Your company is storing millions of sensitive transactions across thousands of 100-GB files that must be
encrypted in transit and at rest. Analysts concurrently depend on subsets of files, which can consume up to 5
TB of space, to generate simulations that can be used to steer business decisions.

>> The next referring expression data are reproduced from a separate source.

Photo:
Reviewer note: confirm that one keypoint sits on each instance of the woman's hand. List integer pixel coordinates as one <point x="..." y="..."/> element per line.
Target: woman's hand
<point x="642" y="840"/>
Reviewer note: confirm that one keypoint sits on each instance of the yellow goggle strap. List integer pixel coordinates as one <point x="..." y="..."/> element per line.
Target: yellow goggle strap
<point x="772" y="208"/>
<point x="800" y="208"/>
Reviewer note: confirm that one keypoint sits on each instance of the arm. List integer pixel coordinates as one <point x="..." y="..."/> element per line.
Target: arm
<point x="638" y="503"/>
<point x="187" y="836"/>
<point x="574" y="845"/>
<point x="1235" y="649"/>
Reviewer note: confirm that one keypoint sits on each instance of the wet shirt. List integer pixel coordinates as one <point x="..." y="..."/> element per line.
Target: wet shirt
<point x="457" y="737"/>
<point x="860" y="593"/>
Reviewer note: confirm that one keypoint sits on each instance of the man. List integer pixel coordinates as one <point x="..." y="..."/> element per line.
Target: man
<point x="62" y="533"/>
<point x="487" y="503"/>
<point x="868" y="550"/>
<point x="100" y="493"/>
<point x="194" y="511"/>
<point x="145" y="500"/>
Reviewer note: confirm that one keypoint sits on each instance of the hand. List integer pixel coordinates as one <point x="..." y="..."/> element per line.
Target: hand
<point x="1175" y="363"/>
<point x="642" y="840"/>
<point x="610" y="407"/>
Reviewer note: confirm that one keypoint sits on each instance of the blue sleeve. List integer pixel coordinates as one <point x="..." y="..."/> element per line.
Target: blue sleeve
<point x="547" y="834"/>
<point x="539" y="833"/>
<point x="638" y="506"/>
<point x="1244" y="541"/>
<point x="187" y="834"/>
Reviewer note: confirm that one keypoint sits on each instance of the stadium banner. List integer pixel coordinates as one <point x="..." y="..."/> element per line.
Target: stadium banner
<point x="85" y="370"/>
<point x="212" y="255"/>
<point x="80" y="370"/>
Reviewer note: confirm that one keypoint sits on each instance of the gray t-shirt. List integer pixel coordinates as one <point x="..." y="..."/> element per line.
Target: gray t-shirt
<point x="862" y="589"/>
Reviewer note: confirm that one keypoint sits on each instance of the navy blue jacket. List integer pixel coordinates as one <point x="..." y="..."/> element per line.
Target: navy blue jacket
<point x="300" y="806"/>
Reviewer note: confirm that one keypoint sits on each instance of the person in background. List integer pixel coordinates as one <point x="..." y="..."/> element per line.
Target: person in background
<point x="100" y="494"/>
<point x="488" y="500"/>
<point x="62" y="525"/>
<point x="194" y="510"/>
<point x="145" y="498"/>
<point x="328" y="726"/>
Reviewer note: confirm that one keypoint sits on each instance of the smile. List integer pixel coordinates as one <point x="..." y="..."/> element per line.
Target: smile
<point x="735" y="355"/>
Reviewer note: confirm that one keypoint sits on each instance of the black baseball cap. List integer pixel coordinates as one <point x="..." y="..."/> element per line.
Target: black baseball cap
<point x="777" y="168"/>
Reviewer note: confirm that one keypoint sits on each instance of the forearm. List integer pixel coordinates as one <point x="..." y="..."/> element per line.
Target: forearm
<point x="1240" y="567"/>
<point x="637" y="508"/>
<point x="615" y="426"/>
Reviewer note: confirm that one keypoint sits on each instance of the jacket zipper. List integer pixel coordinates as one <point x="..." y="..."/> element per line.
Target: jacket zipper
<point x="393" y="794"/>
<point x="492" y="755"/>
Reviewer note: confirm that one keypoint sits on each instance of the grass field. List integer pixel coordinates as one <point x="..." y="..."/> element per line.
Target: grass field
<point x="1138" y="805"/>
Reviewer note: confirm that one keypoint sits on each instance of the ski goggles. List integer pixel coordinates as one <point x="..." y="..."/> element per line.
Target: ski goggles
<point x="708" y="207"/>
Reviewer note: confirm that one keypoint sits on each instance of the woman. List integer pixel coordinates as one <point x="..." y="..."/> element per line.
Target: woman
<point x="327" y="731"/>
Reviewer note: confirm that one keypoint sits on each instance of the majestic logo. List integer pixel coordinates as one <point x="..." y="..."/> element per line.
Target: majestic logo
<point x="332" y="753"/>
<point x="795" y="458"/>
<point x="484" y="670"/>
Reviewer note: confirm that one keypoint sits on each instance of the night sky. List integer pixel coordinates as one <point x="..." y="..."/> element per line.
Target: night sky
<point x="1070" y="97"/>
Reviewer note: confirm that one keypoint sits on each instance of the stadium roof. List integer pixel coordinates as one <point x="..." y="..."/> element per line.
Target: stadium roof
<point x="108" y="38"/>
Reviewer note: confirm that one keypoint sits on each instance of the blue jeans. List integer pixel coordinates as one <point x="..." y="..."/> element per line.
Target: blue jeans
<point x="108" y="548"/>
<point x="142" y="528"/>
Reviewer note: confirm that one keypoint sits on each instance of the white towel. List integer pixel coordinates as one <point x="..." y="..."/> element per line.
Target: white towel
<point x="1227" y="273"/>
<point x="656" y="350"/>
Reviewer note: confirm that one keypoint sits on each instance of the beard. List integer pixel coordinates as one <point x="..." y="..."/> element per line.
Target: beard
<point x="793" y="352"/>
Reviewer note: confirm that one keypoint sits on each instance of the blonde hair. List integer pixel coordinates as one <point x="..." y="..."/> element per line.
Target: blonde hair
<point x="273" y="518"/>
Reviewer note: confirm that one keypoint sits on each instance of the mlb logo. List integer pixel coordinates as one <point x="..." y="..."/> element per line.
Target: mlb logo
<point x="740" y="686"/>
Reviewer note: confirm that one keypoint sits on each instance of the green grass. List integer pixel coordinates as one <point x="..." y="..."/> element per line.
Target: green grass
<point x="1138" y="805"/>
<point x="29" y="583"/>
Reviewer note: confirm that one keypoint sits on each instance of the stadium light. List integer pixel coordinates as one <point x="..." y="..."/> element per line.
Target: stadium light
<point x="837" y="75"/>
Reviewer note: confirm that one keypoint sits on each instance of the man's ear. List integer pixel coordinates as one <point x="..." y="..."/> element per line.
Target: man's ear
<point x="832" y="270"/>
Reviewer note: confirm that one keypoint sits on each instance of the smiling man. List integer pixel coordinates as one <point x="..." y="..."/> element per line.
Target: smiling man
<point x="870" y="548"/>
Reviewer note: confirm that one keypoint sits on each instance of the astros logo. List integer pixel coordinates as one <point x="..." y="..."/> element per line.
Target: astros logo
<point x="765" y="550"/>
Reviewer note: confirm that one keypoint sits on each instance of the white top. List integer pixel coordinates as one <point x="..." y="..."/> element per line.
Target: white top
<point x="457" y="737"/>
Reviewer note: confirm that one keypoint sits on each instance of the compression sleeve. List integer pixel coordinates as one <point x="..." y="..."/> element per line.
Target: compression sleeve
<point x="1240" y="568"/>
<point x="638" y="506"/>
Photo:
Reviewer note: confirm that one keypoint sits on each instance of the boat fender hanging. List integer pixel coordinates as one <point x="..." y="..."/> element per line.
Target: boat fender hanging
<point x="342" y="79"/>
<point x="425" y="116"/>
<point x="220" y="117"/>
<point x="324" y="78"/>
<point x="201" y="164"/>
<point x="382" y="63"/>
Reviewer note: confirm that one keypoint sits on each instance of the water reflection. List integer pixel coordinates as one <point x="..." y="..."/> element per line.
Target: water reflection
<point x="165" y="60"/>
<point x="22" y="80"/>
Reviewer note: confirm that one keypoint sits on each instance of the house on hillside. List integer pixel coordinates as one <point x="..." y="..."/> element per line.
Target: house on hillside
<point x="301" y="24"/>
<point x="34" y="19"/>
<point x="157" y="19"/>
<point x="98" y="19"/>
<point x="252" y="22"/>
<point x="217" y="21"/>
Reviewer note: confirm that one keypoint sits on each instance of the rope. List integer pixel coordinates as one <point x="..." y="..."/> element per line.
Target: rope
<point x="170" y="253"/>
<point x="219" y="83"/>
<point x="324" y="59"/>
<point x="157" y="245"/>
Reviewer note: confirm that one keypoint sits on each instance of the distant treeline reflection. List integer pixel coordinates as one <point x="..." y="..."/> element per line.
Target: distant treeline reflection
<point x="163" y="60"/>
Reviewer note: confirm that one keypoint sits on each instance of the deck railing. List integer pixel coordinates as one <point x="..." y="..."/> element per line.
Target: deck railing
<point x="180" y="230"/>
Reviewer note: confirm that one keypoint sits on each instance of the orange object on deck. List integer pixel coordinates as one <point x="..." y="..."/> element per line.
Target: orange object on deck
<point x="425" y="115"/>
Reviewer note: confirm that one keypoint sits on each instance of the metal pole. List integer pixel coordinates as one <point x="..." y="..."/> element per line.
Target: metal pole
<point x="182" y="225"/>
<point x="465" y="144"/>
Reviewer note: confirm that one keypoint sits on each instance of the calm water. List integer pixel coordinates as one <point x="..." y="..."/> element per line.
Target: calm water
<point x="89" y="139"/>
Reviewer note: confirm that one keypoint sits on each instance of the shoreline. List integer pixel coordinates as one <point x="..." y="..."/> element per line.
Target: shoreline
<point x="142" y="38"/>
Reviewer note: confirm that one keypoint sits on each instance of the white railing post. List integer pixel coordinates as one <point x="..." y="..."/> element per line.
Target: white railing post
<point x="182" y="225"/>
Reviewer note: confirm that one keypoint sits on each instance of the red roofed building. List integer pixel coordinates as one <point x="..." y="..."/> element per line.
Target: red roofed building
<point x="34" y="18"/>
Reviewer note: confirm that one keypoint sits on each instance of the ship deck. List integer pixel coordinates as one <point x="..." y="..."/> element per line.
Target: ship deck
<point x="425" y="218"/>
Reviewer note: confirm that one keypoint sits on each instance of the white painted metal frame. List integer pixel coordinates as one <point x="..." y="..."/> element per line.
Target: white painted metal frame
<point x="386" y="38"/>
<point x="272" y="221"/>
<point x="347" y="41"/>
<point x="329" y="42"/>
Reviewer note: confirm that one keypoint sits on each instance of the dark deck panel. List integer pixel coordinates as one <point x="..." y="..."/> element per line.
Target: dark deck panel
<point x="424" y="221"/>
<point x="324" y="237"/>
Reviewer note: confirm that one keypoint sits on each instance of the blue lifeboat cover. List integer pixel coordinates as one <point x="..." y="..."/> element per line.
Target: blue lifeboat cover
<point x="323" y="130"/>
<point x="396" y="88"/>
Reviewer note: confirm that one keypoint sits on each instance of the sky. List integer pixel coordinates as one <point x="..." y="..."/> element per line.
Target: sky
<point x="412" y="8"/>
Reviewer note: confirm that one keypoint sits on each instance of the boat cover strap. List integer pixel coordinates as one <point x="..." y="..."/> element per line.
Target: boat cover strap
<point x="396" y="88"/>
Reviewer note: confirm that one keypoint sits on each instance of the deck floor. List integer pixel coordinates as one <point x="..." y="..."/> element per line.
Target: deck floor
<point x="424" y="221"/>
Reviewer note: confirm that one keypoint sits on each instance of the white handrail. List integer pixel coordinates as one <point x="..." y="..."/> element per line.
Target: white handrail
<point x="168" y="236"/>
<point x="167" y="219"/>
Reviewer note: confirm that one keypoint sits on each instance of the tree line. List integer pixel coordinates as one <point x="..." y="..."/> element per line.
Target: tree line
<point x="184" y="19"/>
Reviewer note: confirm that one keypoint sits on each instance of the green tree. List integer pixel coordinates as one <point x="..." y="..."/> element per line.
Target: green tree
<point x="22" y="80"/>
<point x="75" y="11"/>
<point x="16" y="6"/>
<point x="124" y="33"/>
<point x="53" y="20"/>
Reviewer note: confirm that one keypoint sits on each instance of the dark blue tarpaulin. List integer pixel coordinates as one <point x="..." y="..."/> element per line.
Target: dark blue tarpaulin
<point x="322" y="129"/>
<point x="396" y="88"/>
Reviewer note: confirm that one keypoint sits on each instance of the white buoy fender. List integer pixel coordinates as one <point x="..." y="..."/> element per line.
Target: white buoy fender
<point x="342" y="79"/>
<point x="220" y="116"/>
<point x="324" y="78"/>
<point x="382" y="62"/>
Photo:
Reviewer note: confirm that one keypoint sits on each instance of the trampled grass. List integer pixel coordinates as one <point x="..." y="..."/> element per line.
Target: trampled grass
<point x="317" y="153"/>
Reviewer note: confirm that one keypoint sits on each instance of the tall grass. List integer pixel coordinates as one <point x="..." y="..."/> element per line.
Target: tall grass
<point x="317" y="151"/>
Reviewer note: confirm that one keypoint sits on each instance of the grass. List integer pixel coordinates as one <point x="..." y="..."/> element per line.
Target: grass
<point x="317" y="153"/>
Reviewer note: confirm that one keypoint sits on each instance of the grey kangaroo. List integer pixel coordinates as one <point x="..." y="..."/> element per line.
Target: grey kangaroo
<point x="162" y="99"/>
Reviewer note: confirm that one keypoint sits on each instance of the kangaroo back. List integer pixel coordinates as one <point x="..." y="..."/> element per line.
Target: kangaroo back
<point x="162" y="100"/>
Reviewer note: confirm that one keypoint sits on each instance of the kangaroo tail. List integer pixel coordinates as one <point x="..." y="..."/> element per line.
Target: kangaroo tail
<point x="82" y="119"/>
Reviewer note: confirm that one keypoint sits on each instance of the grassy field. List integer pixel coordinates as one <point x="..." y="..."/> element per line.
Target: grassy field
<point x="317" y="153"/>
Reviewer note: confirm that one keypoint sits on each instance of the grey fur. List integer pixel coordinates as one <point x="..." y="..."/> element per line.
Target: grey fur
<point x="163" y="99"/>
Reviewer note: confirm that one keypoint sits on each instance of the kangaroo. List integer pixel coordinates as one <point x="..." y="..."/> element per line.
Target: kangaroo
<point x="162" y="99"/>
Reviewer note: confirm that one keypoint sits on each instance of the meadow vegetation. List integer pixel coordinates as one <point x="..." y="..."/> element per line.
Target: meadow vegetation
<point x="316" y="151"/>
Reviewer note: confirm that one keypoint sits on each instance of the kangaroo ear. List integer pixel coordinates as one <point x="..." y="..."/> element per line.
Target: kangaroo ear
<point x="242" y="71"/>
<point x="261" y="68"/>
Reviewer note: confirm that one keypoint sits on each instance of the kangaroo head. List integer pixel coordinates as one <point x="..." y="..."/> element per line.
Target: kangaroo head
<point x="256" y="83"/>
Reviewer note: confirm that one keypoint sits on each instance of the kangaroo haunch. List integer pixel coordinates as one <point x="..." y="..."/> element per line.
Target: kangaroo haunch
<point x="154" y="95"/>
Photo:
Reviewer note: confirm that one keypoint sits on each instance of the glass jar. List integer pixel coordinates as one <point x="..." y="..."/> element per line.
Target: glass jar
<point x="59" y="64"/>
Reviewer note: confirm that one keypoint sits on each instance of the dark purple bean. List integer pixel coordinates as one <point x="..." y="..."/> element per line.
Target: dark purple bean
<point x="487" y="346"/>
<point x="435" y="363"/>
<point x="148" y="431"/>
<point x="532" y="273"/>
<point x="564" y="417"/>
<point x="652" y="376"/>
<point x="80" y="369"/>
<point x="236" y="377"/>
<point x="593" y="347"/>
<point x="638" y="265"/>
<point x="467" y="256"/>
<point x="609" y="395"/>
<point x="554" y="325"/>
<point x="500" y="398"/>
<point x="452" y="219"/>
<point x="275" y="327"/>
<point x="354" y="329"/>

You are required to design
an AWS solution that can cost effectively accommodate the long-term storage and in-flight subsets of data.
A.
Use Amazon Simple Storage Service (S3) with server-side encryption, and run simulations on subsets in
ephemeral drives on Amazon EC2.
B.
Use Amazon S3 with server-side encryption, and run simulations on subsets in-memory on Amazon EC2.
C.
Use HDFS on Amazon EMR, and run simulations on subsets in ephemeral drives on Amazon EC2.
D.
Use HDFS on Amazon Elastic MapReduce (EMR), and run simulations on subsets in-memory on Amazon
Elastic Compute Cloud (EC2).
E.
Store the full data set in encrypted Amazon Elastic Block Store (EBS) volumes, and regularly capture
snapshots that can be cloned to EC2 workstations.
In-memory simulations? with datas that can reach 5TB? I’d go for C instead.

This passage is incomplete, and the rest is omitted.